Indeed, in recent months we’ve seen that overall increases in the index were led by optimism about the economic outlook. However, this time around we saw a rather sharp rise in sentiment on current conditions to a 9-month high while confidence in the economic outlook actually fell for the first time since February. Meanwhile, rising gasoline prices seem to be spurring inflation concerns, as inflation expectations for 1-year ahead and 5-years ahead rose to 3.1 percent, up from 2.8 percent and 2.9 percent, respectively.

The Group of 8 (G8) will meet over the weekend, and while it may ultimately prove to be a non-event, traders should keep an eye out for the communiqué as indications that exit strategies for the stimulus measures enacted by members are being plotted could provide a boost to risk appetite when trading resumes on Sunday.
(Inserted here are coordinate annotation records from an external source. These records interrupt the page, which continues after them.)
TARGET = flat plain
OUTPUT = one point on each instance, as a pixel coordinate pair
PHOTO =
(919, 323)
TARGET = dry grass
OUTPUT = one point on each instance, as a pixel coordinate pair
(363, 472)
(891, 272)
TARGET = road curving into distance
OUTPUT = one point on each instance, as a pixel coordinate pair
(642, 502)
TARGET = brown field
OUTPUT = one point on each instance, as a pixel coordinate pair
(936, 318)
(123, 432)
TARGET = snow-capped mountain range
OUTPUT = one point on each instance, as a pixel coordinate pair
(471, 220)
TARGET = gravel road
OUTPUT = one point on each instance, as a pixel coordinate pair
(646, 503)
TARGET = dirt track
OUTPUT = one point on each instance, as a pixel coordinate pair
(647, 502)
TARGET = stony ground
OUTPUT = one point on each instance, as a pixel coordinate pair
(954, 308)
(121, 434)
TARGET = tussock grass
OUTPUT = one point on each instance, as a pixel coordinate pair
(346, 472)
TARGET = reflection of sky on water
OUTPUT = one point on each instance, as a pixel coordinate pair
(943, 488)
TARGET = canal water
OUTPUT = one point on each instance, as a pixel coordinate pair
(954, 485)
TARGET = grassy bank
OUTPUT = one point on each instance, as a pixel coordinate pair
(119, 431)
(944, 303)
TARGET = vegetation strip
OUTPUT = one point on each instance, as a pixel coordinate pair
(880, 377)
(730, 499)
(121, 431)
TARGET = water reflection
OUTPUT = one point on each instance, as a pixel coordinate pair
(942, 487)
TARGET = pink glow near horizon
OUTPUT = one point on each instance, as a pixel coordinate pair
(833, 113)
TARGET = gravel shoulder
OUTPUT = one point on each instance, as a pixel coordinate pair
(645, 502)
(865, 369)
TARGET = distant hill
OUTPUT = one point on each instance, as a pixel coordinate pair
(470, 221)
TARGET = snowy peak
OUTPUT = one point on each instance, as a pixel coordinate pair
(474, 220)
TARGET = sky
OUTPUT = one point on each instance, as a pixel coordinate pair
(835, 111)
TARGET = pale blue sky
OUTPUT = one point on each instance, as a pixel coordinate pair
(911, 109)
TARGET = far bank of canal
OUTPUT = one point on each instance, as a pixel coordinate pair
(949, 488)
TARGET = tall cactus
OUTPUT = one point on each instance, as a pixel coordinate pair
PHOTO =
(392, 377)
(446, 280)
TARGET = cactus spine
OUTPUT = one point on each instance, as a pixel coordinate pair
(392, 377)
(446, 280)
Though highly unlikely, discussions about currencies would be sure to shake up the markets as well.

Next Wednesday, the latest inflation figures for the US are forecasted to show slight increases on a monthly basis, but clear weakness on an annual basis. Indeed, headline CPI is projected to have risen 0.3 percent during May, while the core measure, which excludes food and energy, is anticipated to rise 0.1 percent. Meanwhile, headline CPI is expected to have fallen 0.9 percent in May from a year ago, the steepest drop since February 1950, compared to a decline of 0.7 percent in April.

On the other hand, core CPI may have only eased to a 1.8 percent annual pace of growth from 1.9 percent, suggesting that volatile commodity prices are the sole reason for the contractions in headline inflation. Weaker than expected results have the potential to stoke deflation fears, but overall, the FX markets haven’t shown a strong reaction to past CPI reports, and this time around we may see more of the same.